2 best friends, 1 rotation spot: Thompson, Liberatore compete

March 13th, 2024

FORT MYERS, Fla. -- It’s 3 a.m. on June 23 in London, and rookie left-hander Matthew Liberatore is wide awake. But it isn’t a wild night out or even the excitement of traveling with the Cardinals for the London Series 2023 that’s kept him up.

More than 4,000 miles and several time zones to the West, fellow lefty Zack Thompson has just wrapped up a start for Triple-A Memphis on the road in Iowa. Thanks to hotel wifi and a trusty laptop, though, Liberatore cheered his friend on from an ocean away.

“I care about him as a human, and I want him to have success,” Liberatore said Tuesday. “And so, yeah, I pay attention to everything he does, and vice versa.”

It’s always been like that, the pair concedes. They’ve passed each other many times along the way, sometimes with one on his way to St. Louis and the other heading back to Memphis. At times, they’ve been on the same roster. And as each works to find his place in the Majors, they’ve also forged a bond of brotherhood that only players who’ve shared time in the Minor League trenches can understand.

Liberatore knows there aren’t many people he can go to and hash out the finer points of his curveball, but Thompson’s repertoire is so similar that the pair can often work through things together. For his part, Thompson regularly tunes into the MLB app on his phone to track Liberatore.

“We’re definitely tight. We talk a lot,” Thompson said. “Obviously being lefties, we’ve come up together, they’ve pitted us against each other and we’ve kind of bonded over that. We’ve got the big curveball, we think very similarly [and] we’re very analytical, just the way we go about our day and some of the outside-of-the-box things we try.

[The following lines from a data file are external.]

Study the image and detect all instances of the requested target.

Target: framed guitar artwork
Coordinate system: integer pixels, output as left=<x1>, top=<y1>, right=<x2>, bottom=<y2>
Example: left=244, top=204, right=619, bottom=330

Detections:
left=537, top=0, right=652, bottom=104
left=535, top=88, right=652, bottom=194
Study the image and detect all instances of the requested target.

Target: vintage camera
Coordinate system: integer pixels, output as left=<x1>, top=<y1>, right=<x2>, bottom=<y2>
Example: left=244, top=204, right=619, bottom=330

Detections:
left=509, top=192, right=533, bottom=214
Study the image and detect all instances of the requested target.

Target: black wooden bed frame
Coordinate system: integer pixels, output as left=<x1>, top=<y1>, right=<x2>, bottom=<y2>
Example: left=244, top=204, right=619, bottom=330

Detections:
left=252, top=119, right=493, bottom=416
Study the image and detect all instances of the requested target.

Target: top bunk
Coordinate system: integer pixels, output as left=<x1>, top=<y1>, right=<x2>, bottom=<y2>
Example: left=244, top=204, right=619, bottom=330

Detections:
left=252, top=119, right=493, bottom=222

“We just connect very well.”

This spring, though, the friends are competing for the last available spot in the rotation, which changes the dynamic a bunch.

Or does it?

“I think it’s kind of been a blessing in disguise,” said Liberatore, who’s got four Grapefruit League outings under his belt. “... To be quite honest, it’s made us closer than ever.

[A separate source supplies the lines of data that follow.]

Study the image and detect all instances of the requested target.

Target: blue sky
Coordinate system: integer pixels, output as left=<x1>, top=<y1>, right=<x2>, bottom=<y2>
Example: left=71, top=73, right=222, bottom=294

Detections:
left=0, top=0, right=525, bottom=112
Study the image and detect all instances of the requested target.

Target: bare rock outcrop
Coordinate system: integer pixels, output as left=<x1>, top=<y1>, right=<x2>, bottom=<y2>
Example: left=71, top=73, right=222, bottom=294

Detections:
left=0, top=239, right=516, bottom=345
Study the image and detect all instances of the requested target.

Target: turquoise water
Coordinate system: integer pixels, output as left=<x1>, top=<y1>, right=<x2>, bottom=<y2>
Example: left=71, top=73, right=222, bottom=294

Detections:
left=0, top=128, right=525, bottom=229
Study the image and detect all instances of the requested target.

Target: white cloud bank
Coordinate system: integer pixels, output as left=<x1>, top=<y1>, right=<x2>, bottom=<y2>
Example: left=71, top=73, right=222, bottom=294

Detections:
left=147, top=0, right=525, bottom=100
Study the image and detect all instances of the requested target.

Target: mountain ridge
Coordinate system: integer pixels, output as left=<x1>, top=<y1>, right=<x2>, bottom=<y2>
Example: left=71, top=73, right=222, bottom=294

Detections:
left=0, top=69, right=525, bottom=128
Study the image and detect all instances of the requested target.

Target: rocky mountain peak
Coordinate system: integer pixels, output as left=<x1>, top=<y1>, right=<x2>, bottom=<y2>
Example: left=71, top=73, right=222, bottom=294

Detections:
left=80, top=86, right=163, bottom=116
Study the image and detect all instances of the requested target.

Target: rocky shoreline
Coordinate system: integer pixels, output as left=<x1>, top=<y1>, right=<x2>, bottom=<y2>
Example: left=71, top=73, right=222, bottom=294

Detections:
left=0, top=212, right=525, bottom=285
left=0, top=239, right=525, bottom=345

“I want the best for him, he wants the best for me, and we don’t feel like we’re competing at all.”

One day after Liberatore “felt like I competed my [butt] off” against the Red Sox, Thompson wowed in his fourth bid for the rotation as well, generating eight swings and misses and flashing a devastating curve on Wednesday during the Cardinals’ 1-1 tie against the Twins at Lee Health Sports Complex.

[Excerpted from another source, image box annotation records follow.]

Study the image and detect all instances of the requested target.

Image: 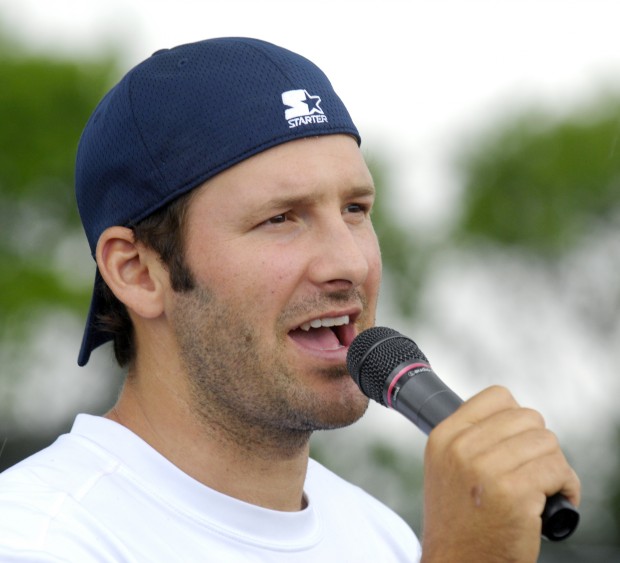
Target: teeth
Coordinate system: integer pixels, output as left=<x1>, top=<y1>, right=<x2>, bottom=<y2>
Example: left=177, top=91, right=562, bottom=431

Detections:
left=299, top=315, right=349, bottom=332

Thompson’s offspeed stuff was especially sharp early. He got leadoff hitter Carlos Santana swinging badly at a 72.3 mph curve for his first out of the game, used a fastball to induce a soft groundout on the next play and caught Carlos Correa looking at a slider to wrap a flawless first.

Another three strikeouts later, Thompson put a bow on his sharpest spring outing yet, a four-inning hitless affair during which the Twins hit just two balls out of the infield, both harmless flyouts.

“It's definitely fun when the pitches are working that well,” Thompson said. “It's fun to have a lot more options this year than just fastball-curveball, and if one of those is off, then I've still got three things to keep them off-balance with and keep them guessing.”

Through four spring outings, the remarkably similar southpaws have had remarkably similar results. Who ultimately wins the rotation bid is a decision manager Oliver Marmol said could take until St. Louis opens the regular season against the Dodgers in Los Angeles on March 28. The lefties are neck and neck for now, but if Sonny Gray, who has a right hamstring strain, is not ready for Opening Day, one will eventually earn the title of Cardinals’ starter; the other will assume a long-relief role out of the ’pen.

However it plays out though, Thompson said, the news will only affect life between the foul lines.

“Honestly, it'll probably be a sad moment for both of us,” he added. “We talk a lot about the only time that we've really seen each other in the last couple of years during the season is when we're passing each other. We haven't really been on the same team consistently.

“Honestly, I just hope we both find a role here, whatever it may be.”